Installation of the client with Group Policy is still possible, and it works faultlessly, but Citrix do not recommend it. They say:
"Citrix does not recommend extracting the .msi files in place of running the installer packages [an exe]. However, there might be times when you have to extract the plugin .msi files from CitrixOnlinePluginFull.exe manually, rather than running the installer package (for example, company policy prohibits using the .exe file). If you use the extracted .msi files for your installation, using the .exe installer package to upgrade or uninstall and reinstall might not work properly. The Administrative installation option available in some previous versions of the plugin is not supported with this release. To customize the online plugin installation, see ‘To configure and install the online plugin using the plugin installer and commandline parameters [only available for the .exe]’."

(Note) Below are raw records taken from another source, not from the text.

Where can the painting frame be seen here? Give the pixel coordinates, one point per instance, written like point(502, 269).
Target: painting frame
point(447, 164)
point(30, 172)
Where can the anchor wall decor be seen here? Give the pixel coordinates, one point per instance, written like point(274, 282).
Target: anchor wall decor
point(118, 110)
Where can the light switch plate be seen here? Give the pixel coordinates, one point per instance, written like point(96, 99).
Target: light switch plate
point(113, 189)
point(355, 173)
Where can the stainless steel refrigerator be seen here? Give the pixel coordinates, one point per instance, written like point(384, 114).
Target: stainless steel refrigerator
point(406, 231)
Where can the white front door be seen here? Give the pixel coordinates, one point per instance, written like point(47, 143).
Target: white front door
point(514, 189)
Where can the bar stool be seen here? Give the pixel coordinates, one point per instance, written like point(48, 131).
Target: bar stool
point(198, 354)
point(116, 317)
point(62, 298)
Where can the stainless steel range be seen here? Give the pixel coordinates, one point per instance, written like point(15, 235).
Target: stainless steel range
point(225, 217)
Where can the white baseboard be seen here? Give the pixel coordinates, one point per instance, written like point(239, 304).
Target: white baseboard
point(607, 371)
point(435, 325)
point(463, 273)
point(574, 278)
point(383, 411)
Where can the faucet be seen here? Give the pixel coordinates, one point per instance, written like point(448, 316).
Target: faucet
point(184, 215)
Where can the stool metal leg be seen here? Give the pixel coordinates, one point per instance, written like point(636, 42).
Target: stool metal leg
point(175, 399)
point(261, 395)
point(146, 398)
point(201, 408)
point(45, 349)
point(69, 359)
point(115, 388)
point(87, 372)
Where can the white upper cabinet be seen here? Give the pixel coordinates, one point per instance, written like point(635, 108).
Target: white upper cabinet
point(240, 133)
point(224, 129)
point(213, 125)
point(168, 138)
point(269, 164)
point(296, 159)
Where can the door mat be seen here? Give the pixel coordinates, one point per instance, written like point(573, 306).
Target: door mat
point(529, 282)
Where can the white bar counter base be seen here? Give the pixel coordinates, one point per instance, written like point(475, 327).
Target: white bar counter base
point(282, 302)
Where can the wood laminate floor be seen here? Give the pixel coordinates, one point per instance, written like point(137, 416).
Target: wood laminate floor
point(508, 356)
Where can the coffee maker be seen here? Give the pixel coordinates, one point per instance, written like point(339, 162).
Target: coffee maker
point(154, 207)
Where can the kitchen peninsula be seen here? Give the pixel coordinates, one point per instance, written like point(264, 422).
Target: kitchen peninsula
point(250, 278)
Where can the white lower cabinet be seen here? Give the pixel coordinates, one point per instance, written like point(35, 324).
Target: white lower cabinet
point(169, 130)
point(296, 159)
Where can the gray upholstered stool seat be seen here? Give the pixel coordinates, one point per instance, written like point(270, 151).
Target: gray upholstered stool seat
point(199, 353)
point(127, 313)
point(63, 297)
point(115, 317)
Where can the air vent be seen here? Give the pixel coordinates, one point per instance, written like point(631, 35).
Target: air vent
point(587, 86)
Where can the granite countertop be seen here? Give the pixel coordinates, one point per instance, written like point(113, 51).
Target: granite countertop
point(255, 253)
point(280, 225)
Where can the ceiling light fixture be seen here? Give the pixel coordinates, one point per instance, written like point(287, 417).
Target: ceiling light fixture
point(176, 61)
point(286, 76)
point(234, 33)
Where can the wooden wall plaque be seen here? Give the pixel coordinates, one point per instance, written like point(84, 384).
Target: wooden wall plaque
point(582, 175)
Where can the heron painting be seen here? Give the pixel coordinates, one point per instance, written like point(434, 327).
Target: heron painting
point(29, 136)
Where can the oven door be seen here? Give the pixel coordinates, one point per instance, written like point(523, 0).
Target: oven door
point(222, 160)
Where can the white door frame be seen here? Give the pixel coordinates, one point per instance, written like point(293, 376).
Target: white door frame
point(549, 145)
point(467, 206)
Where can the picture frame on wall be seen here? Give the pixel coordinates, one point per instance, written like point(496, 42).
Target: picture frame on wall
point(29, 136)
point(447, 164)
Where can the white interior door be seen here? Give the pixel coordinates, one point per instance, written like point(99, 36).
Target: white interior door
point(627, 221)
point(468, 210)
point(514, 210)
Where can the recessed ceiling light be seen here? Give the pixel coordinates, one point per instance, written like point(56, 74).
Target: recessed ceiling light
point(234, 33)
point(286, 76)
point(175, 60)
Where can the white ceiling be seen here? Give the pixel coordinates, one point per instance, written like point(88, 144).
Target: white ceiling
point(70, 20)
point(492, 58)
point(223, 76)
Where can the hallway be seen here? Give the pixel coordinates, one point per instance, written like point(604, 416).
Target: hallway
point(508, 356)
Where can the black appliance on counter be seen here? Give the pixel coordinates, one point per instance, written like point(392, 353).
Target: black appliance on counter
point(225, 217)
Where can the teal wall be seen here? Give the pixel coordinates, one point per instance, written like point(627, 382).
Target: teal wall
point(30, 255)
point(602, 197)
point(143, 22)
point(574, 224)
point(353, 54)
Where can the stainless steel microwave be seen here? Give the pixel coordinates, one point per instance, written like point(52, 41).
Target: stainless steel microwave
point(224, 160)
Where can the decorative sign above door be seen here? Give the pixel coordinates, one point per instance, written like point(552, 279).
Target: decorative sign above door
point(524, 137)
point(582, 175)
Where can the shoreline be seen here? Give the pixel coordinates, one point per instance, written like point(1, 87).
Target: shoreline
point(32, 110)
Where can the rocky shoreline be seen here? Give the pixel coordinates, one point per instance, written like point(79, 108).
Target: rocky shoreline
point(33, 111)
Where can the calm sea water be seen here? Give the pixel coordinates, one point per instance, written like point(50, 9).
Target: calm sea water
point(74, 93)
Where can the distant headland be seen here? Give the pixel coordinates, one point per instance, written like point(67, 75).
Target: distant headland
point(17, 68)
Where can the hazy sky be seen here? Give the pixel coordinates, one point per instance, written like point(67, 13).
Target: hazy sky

This seems a big jump, from an msi that can be installed by Group Policy, to a full client management system and no msi. But it is really the same way that other complex clients are managed: SCCM itself; Microsoft Forefront Client Security; McAfee ePolicy Orchestrator. They all use a server to install and configure the clients and agents. Citrix provide the Merchandising server as a virtual appliance, so you don’t even need an additional license for the OS or database.
- You can install nearly everything on a Windows computer using Group Policy Software Installation, and it is a standard component of Windows domains with no extra cost
- First Office 2007 and now the Citrix Online Plug-in are not recommended for Group Policy installation – although they can be made to work
- Do you need to buy a software delivery tool after all? Nearly, but not quite. For Citrix you can use the Merchandising Server appliance.
I am all in favour of client management tools like SCCM and Altiris where you need them. But I also like to reduce costs where you don’t. For the moment you can still get by with Group Policy Software installation.